Thomas Mann: Mario und der Zauberer. Illustriert von Kat Menschik

Illustration von Kat Menschik, © Officina Ludi 2014

Illustration von Kat Menschik, © Officina Ludi 2014

Durch den Blog „Besondersbuch“ (https://besondersbuch.wordpress.com/2015/01/30/25-jahre-officina-ludi/) wurde ich auf eine großartig illustrierte und gediegen gemachte Ausgabe der Erzählung „Mario und der Zauberer“ von Thomas Mann aufmerksam. Es ist eine von Kat Menschik mit mehrfarbigen, plakativen Illustrationen versehene Jubiläumsausgabe der Officina Ludi, Großhansdorf bei Hamburg, 2014. Von Hand im Hamburger Museum der Arbeit in 1500 Exemplaren im Buchdruckverfahren gedruckt und dennoch zu einem sehr günstigen Preis von rund 30 Euro zu erwerben. Da konnte ich nicht anders als kaufen.

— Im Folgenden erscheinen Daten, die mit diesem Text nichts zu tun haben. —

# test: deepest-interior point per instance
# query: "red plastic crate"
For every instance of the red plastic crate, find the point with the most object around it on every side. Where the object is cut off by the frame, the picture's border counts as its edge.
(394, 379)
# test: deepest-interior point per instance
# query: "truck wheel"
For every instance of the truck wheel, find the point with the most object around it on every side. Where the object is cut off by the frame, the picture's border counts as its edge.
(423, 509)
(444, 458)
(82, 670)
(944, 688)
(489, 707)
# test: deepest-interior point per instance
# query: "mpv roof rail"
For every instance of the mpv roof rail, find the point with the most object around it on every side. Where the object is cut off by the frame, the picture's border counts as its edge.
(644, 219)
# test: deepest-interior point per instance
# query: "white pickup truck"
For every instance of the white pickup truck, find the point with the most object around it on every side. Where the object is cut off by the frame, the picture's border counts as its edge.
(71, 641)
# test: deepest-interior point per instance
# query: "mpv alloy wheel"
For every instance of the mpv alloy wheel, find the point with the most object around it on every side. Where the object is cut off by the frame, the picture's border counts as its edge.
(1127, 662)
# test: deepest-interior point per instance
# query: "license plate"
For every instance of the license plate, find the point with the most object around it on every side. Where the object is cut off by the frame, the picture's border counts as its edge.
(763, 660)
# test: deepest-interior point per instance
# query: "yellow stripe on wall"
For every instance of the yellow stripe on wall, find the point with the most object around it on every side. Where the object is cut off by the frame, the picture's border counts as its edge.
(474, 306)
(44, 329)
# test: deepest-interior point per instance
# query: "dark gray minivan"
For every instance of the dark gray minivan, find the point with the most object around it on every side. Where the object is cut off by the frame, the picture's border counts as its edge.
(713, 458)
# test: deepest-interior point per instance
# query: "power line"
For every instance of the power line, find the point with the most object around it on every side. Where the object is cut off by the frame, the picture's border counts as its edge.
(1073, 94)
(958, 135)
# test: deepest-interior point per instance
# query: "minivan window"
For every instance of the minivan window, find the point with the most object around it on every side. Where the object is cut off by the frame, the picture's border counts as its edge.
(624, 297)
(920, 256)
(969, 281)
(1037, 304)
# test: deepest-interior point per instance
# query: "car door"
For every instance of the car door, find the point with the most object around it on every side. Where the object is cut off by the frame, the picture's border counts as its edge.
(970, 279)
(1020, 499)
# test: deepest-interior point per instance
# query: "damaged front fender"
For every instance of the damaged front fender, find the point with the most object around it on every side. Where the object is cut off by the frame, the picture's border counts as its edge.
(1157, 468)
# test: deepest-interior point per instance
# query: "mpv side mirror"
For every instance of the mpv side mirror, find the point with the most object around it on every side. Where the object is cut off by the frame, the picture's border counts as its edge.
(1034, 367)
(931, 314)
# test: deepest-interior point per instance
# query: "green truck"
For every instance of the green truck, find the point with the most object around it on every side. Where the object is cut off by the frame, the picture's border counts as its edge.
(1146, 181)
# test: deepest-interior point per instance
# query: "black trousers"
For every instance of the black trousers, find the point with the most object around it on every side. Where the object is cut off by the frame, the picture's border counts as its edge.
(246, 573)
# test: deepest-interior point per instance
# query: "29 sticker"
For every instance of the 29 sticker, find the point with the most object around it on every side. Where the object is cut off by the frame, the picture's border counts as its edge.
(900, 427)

Obwohl ich „Mario und der Zauberer“ schon mehrmals gelesen und im Unterricht behandelt habe, las ich die Erzählung jetzt wieder, um sie in dieser edlen Form genießen zu können.

Unangenehme Erlebnisse in Italien

Ein Erzähler, unverkennbar Thomas Mann selbst, erzählt von einem seltsam missglückten und dennoch faszinierenden Sommerurlaub am Strand des Tyrrhenischen Meeres im Italien der 20er-Jahre. Dort hat sich ein unangenehmer Nationalismus und „Moralismus“ breit gemacht, der der deutschen Urlauberfamilie lästige Ärgernisse bereitet.

Am Strand herrscht ein selbstbewusster Pöbel, der zum Beispiel einen kurzen, unbedachten Moment der Nacktheit der Tochter des Erzählers zum Verstoß gegen die öffentliche Moral aufbauscht. Die Polizei wird eingeschaltet, die Deutschen müssen 50 Lire Strafe zahlen.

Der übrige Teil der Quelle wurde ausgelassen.